Scientific classification
- Kingdom: Animalia
- Phylum: Chordata
- Class: Mammalia
- Order: Rodentia
- Family: Geomyidae
- Genus: Thomomys
- Species: T. monticola
- Binomial name: Thomomys monticola J. A. Allen, 1893

= Mountain pocket gopher =

- Authority: J. A. Allen, 1893
- Conservation status: LC

Species of mammal

The mountain pocket gopher (Thomomys monticola) is a species of rodent in the family Geomyidae. It is endemic to California and Nevada. The Sierra Nevada are part of its range.

== Characteristics ==
Mountain pocket gophers, as others in the genus Thomomys, have small ears, eyes, and fur-lined cheek pouches. They have short legs with large claws on their feet and smooth incisors. Mountain gophers tend to spend a majority of their time underground and are mostly active at night. They are about 27 centimeters long and 91 grams with brown or gray fur.

== Habitat ==
The mountain pocket gopher naturally occurs on the edges of mountain meadows, wet meadows, and coastal prairies. Also dwelling in upward slopes of forests such as pine and fir, they create complicated tunnel systems in the friable soil of these forest floors. They will live and roam between 0.008 and 0.012 hectares, with tunnel systems anywhere from 200-2,000 square feet. These gophers prefer there to be vegetation above their tunnels and cause heaps of dirt to rise where they surface.

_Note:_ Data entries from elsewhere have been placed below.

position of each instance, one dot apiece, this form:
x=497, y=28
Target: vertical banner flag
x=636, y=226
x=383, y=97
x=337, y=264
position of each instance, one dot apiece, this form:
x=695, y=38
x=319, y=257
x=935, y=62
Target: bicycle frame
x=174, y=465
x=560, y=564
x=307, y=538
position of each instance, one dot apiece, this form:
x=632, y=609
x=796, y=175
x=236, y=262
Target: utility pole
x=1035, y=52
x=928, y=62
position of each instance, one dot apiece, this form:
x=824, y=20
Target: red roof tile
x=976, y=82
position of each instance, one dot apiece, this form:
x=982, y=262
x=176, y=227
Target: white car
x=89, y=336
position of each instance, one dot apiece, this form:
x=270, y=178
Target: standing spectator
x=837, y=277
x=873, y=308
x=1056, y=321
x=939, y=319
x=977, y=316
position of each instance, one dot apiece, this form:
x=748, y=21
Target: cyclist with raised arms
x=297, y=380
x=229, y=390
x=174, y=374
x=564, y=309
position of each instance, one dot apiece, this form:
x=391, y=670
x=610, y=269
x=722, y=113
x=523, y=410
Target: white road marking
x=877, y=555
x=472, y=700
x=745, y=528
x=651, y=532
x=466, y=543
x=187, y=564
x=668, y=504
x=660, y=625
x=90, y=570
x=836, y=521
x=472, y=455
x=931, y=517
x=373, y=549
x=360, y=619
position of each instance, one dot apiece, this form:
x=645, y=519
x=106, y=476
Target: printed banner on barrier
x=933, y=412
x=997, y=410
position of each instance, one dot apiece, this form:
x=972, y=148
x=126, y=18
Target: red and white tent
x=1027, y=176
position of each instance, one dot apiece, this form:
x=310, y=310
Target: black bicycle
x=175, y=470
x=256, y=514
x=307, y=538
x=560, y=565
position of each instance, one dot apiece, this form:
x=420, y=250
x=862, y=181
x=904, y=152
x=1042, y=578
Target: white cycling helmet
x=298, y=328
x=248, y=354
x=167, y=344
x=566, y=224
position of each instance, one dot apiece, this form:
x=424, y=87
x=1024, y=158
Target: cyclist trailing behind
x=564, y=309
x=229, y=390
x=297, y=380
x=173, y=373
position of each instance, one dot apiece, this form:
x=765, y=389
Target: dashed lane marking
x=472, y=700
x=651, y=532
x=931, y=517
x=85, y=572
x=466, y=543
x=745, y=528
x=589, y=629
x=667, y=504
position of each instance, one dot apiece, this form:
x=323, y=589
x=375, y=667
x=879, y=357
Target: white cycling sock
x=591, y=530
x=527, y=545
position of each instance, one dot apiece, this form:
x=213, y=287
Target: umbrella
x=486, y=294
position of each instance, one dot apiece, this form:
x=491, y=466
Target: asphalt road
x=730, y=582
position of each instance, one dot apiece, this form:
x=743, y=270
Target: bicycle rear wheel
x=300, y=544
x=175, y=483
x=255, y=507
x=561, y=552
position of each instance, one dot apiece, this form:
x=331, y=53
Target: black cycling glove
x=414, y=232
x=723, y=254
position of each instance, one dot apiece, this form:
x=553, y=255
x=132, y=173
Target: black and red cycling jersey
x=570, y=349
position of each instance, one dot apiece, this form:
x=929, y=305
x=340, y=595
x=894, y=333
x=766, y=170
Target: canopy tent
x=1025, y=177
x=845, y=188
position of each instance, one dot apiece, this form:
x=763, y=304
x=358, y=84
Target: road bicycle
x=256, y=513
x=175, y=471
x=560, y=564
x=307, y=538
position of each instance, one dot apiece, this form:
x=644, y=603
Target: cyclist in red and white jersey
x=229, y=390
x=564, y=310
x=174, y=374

In summer, the gophers tunnel where the groundwater supply is about 4.3 feet below the surface. In winter, to avoid freezing, they will move higher to station underneath trees. When there are thick sheets of snow, mountain gophers will push cylinders of dirt from their burrows outward, leaving several above ground.

== Diet ==
The mountain pocket gopher does not need water in its diet to survive, but instead extracts all its water from the food it consumes. They are herbivores whose primary food sources are forbs such as lupine (a particular favorite) and shrubs including whitethorn ceanothus and gooseberry. Mountain pocket gophers will consume the roots and bulbs of these plants underground and store them in their tunnels. Pocket gophers rarely go aboveground to feed.

== Reproduction ==
Typically the mountain pocket gopher mates during late spring and summer from May to July. They are mostly solitary other than mating. These gophers mate once a year in an underground nest and carry three to four in their litter.